Une femme que l’on découvre fragile, un peu perdue, décide d’essayer de sauver son fils. Lui est un jeune en train de mal tourner : il fréquente des types d’extrême droite, il a assisté, passif, au viol d’une fille perpétré par ses amis aux cranes rasés et aux idées courtes… Sa mère lâche tout et l’emmène pour un long périple à cheval – l’un des intérêts passés de son fils – au Kirghizistan.
Ça commence bien. Mais ça commence mal. C’est, au début, le style qui me tirait par la manche et me susurrait : laisse tomber.
Ça commence par un vilain petit artifice de style, des « on » pour décrire ce que font les personnages : « On n’a pas le temps de se dire qu’on peut mourir ici […] » (p. 13) et alors on se demande, « on » qui ? « Ils », plutôt, non ? Et dix pages plus loin des répétitions de « comme s’il […] comme s’il » et là on se demande : mais il fait quoi ?
Et puis il y a les adjectifs. « Lorsque les deux garçons veulent entrer, une fille à la voix trop aiguë se met à crier en leur interdisant l’accès ». Trop aiguë ? C’est quoi, trop aiguë ? L’auteur à l’air de savoir, moi non. Et encore : « Elle ne le voit pas, elle est terriblement sexy » (p. 29). Dernier exemple parmi… trop, « Sibylle est belle » (p.59). Mais Mauvigner ne dit pas comment, en quoi elle est belle ; ou plutôt il dit des choses vagues, elliptiques. Peut-être laisserait-il place à l’imagination ? Très bien, mais dans ce cas pourquoi ne pas aller jusqu’au bout et s’abstenir de donner son point de vue, son jugement : moi, auteur, je vous dis que je la trouve belle.
Je lisais en pestant contre une certaine tendance de bien des auteurs français au style maniéré, qui parlent trop à l’intellect du haut de leur subjectivité. Un style d’écriture moins présent chez les Anglo-saxons. Norman Mailer l’explique de façon limpide dans “Les vrais durs ne dansent pas” : « Hemingway avait raison. L’adjectif n’est que l’opinion de l’auteur sur ce qui se passe et rien de plus. Si j’écris : “Un homme très fort entra dans la pièce”, cela signifie seulement qu’il est fort par rapport à moi.
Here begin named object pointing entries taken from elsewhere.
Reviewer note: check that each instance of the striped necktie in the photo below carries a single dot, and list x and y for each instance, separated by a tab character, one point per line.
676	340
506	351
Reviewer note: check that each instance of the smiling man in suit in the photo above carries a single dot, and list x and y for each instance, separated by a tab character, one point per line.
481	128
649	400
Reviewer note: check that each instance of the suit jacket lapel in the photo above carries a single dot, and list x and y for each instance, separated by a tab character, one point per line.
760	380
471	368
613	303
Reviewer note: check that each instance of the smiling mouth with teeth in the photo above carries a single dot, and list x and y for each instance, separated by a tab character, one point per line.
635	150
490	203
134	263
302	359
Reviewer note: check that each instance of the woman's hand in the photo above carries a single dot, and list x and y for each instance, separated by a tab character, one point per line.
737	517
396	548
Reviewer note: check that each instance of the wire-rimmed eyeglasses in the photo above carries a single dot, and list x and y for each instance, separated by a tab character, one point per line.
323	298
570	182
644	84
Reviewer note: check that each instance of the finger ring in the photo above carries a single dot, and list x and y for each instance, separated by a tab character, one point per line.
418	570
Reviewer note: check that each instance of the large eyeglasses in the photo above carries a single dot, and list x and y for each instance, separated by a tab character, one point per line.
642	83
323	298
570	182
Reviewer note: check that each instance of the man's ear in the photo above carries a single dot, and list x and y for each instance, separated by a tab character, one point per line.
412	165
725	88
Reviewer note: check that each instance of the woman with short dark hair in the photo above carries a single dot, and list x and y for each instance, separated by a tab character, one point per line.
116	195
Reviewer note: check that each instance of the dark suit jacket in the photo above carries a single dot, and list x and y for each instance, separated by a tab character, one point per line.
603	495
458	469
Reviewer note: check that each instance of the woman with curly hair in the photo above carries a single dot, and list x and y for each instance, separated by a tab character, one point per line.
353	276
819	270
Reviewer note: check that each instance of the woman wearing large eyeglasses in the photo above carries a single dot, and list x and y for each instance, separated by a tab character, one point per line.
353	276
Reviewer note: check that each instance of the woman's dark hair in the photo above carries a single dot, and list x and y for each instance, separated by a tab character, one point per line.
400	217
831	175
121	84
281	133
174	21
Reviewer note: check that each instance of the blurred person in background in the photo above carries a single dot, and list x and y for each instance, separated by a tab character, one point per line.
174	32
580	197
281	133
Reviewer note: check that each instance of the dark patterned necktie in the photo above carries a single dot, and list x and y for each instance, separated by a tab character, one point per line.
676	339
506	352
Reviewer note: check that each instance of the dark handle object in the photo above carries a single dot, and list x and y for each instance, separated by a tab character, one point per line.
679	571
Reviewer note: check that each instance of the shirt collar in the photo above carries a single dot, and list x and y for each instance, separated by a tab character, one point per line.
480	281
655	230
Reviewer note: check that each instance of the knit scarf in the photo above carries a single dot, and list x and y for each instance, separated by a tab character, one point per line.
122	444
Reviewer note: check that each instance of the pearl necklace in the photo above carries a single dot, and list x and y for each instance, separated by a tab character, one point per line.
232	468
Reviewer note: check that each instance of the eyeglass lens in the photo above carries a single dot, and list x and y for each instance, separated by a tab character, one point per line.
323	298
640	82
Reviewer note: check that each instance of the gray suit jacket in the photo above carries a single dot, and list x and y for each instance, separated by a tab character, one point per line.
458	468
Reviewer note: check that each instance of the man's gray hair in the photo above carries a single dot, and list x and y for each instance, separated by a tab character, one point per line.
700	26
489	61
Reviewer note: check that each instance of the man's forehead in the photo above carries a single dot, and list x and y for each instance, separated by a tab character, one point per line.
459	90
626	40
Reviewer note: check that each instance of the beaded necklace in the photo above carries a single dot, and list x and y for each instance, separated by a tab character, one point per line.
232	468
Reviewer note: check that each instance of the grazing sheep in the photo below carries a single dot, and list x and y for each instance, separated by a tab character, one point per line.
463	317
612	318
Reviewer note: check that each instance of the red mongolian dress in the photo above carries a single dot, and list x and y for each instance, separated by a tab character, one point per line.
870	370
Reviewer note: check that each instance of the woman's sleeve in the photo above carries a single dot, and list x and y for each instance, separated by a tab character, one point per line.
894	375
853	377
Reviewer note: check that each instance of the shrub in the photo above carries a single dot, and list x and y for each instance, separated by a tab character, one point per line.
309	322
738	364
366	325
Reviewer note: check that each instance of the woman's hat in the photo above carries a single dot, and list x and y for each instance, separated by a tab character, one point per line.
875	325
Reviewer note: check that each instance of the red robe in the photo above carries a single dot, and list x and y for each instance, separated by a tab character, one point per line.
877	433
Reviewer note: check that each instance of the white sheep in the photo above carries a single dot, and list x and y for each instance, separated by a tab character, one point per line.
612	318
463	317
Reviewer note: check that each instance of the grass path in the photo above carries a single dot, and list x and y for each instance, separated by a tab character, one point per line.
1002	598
À moins de m’être déjà bien fait connaître du lecteur, je risque bien d’être le seul client du bar que la carrure du nouvel arrivant impressionne. Mieux vaut écrire : “Un homme entra. Il portait une canne et, pour je ne sais quelle raison, la brisa brusquement en deux comme une brindille”. Certes, cela est plus long à raconter. Et donc les adjectifs permettent une écriture rapide du genre je vais vous apprendre à vivre, moi. La publicité prospère là-dessus » (p. 200 – 201).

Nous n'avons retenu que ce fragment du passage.